We’ve deployed Dask cluster on top of k8s ( 5 nodes, each having 200GB of RAM and 50 vCPUs), using an example for this link. When a single developer is using the cluster, everything works perfectly. However, I’m thinking about a team of 3-5 people who will need to run jobs on the cluster simultaneously. My concern is how to efficiently manage multiple users submitting jobs at the same time. For instance, if Developer A submits a job that uses about 60% of the available RAM, and then Developer B submits a job that may require 45% of the RAM, this could lead to resource contention.
Is there a way to implement a queue or similar mechanism to check resource availability before submitting a job to the scheduler? If resources are insufficient, the job would wait in the queue until there’s enough capacity. Essentially, I’m looking for the best approach (the most Dasky approach if I can say like that) to handle day-to-day development using Dask on k8s. Any ideas or feedback would be greatly appreciated. Thanks!

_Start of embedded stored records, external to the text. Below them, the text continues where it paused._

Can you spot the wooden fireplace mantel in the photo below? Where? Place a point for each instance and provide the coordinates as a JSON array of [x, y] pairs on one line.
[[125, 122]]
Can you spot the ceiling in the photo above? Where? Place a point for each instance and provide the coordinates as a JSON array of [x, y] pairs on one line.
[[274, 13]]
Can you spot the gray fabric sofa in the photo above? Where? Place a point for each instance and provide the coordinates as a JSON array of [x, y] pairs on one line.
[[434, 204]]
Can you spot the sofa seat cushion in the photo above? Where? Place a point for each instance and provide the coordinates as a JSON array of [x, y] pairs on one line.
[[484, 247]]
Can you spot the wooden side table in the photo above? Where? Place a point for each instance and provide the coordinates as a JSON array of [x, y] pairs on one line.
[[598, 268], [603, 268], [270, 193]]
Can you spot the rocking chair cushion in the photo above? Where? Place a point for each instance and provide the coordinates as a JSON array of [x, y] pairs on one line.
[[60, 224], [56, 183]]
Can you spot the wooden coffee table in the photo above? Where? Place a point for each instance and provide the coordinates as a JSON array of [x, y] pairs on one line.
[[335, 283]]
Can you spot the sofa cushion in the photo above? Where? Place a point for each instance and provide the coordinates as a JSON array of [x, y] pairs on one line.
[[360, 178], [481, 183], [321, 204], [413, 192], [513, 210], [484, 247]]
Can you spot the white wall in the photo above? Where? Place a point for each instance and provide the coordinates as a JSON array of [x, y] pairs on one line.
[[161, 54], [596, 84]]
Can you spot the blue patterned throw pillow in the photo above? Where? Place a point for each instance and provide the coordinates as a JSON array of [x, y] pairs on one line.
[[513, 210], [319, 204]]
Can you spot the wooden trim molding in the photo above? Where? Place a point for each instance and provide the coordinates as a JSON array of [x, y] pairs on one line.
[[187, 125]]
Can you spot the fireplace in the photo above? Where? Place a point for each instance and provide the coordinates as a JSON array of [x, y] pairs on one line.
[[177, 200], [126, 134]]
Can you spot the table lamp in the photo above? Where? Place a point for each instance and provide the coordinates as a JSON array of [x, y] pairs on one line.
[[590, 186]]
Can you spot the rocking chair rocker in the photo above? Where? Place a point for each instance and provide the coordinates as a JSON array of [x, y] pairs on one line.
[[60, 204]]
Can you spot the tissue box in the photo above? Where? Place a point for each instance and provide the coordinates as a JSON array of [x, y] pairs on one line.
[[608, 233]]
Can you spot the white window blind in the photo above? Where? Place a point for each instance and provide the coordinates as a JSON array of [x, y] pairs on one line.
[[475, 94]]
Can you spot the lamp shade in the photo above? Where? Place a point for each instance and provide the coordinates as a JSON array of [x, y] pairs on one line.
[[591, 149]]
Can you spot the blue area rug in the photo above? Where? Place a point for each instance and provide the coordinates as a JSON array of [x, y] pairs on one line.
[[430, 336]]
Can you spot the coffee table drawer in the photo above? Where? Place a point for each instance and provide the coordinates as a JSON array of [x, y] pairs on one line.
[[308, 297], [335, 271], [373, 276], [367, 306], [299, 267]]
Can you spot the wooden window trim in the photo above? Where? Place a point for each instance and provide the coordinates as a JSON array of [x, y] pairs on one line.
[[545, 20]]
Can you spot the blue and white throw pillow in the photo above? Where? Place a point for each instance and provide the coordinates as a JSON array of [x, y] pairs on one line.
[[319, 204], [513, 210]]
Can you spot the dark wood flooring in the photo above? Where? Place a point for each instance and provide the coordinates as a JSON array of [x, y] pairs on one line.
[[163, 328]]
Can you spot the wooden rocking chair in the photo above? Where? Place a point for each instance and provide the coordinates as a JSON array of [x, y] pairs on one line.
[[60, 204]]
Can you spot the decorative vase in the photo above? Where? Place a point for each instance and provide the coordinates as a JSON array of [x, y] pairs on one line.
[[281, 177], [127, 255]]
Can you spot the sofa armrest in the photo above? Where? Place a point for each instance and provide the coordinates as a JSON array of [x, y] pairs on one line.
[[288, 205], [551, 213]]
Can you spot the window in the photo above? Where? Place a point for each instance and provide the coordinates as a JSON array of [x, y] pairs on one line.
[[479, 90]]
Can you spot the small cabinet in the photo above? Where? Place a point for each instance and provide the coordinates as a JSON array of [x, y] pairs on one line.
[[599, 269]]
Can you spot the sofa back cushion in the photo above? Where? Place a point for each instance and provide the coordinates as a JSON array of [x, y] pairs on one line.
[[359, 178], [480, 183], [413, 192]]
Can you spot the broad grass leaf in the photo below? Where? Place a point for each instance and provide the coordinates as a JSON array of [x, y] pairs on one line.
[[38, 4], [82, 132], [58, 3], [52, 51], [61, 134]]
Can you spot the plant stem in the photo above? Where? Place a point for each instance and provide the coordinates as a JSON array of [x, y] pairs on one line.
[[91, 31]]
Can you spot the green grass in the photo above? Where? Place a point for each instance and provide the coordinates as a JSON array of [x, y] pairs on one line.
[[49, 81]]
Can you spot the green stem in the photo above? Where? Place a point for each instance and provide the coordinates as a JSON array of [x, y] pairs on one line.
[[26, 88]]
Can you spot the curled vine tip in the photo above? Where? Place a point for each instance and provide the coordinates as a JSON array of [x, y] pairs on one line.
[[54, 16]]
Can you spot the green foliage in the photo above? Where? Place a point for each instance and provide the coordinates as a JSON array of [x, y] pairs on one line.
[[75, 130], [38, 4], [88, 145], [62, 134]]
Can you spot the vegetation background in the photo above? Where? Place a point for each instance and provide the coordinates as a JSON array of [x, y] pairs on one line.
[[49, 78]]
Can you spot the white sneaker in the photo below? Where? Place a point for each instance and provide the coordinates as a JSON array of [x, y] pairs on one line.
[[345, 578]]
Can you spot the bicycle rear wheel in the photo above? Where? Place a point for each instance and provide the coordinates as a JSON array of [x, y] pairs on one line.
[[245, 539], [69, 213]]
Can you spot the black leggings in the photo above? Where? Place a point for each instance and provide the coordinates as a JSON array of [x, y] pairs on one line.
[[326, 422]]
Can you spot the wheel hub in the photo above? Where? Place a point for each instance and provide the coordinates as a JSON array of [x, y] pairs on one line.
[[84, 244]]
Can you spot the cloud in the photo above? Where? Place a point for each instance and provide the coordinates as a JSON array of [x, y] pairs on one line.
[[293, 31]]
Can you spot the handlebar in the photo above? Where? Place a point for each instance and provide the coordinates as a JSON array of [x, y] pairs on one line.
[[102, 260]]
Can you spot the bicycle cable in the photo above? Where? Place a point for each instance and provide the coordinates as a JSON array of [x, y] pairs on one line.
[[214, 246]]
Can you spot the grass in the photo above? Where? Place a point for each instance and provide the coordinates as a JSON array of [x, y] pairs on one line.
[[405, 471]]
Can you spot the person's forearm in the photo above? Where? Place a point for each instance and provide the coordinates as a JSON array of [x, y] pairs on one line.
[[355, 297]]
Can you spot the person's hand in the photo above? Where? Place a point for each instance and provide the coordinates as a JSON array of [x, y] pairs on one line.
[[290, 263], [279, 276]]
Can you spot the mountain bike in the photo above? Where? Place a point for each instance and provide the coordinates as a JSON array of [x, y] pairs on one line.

Thanks for the feedback, @Hvuj . Just to clarify, are you suggesting that by implementing futures or async and using a static cluster that everyone can connect to, we can address the issues of team members working on the same cluster and efficiently managing the memory for whatever they submit to the cluster?
yes its possible - we did it but it created to much trouble.
its easier and cheaper to create ephemeral clusters with less resources and / or dynamic allocation of resources.
As @Hvuj is saying, the most Dasky approach here is ephemeral clusters, one for each user. The resources priority or sharing would have to be handled by the resource orchestration system, Kubernetes here. You might want to limit every user, or to have an autoscaling approach. Do you have this K8S system on premise?